Riemann integrable

Define \[f:\left[ 0,1 \right]\to\mathbb{R}\] by \[f(x)=\begin{cases} \frac{1}{x} & 0<x\le1 \\ 0 & x=0 \end{cases}\]. Then \[\int_{0}^{1}\frac{1}{x}\,dx\] is not Riemann integrable (undefined) as \[f\] is unbounded. In fact, if we define \[P\] as endpoints, then \[\sup_{\left[ x_{0},x_{1} \right]}f=\infty\] (as \[\lim_{x\to0+}f(x)=\infty\]), it follows that \[U(f;P)\] is also not well-defined.

Similarly, \[\int_{1}^{\infty}\frac{1}{x}\,dx\] isn't Riemann integrable either as a partition of \[[1,\infty)\] into a finite number of intervals would include at least one unbounded interval, making the Riemann sum not well-defined.

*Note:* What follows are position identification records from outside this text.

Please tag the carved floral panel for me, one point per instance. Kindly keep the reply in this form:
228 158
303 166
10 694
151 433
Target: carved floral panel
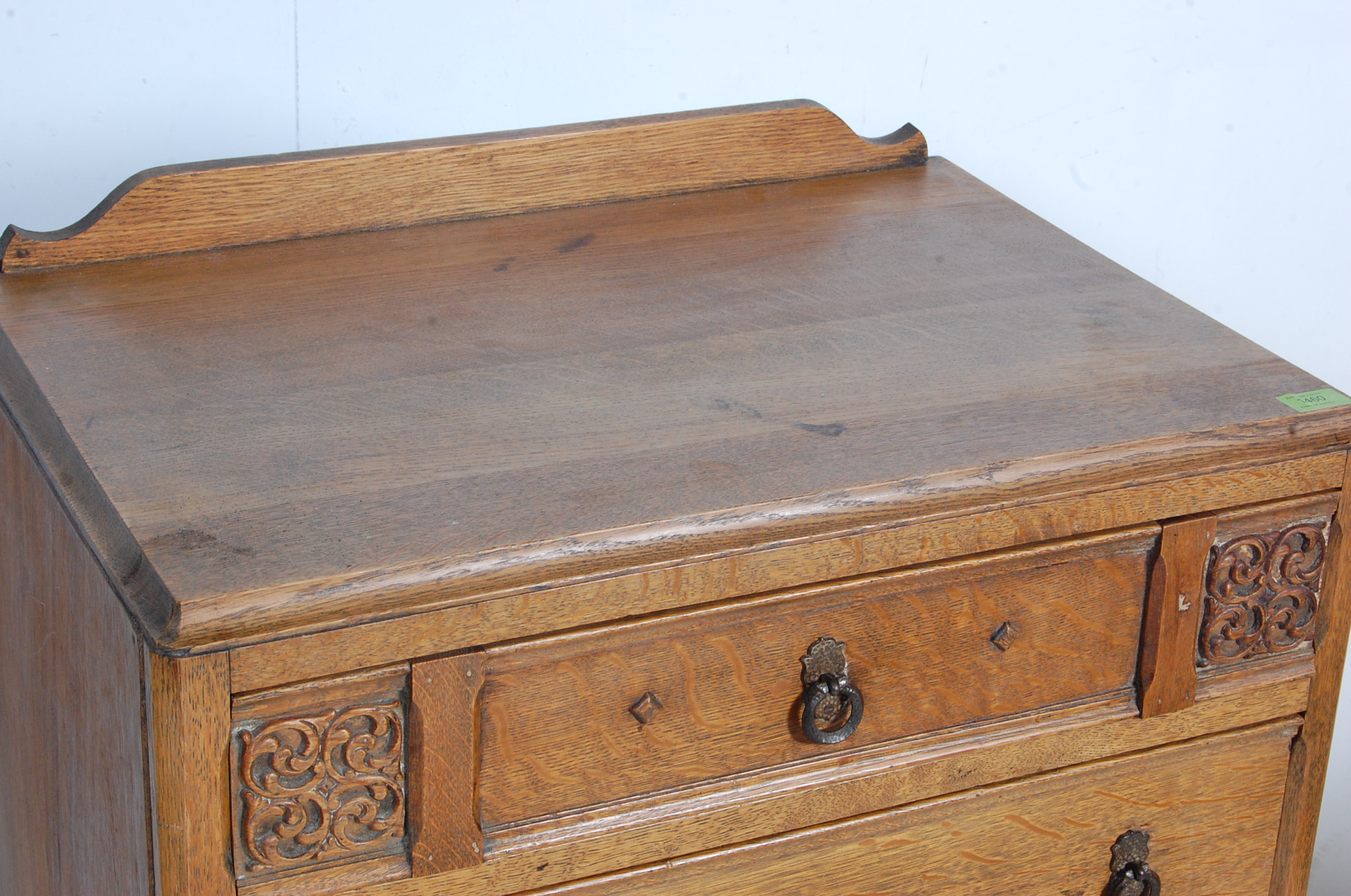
1262 594
323 783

If it's partitioned into an infinite number of bounded intervals (e.g. \[I_{k}=\left[ k,k+1 \right],k\in\mathbb{N}\]), then it would give us an infinite series rather than a finite sum.

Now, an example of something that's Riemann integrable is \[f(x)=1\] on \[\left[ 0,1 \right]\], and \[\int_{0}^{1}1\,dx=1\]. To prove that, let \[P\] be any partition of \[\left[ 0,1 \right]\] with endpoints \[\left\{ 0,x_{1},x_{2},\dots,x_{n-1},1 \right\}\]. Since \[f\] is constant, \[M_{k}=\sup_{I_{k}}f=1\] and \[m_{k}=\inf_{I_{k}}f=1\] for \[k\in\mathbb{N}\]. Therefore, \[U(f;P)=L(f;P)=\sum_{k=1}^{n}\left( x_{k}-x_{k-1} \right)=x_{n}-x_{0}=1\]. Thus, every upper and lower sum is equal to 1, which implies that \[U(f)=\inf_{P\in\Pi}U(f;P)=1\] and \[L(f)=\sup_{P\in\Pi}L(f;P)=1\]. Since \[U(f)=L(f)\], we say that \[\int_{0}^{1}1\,dx\] is Riemann integrable.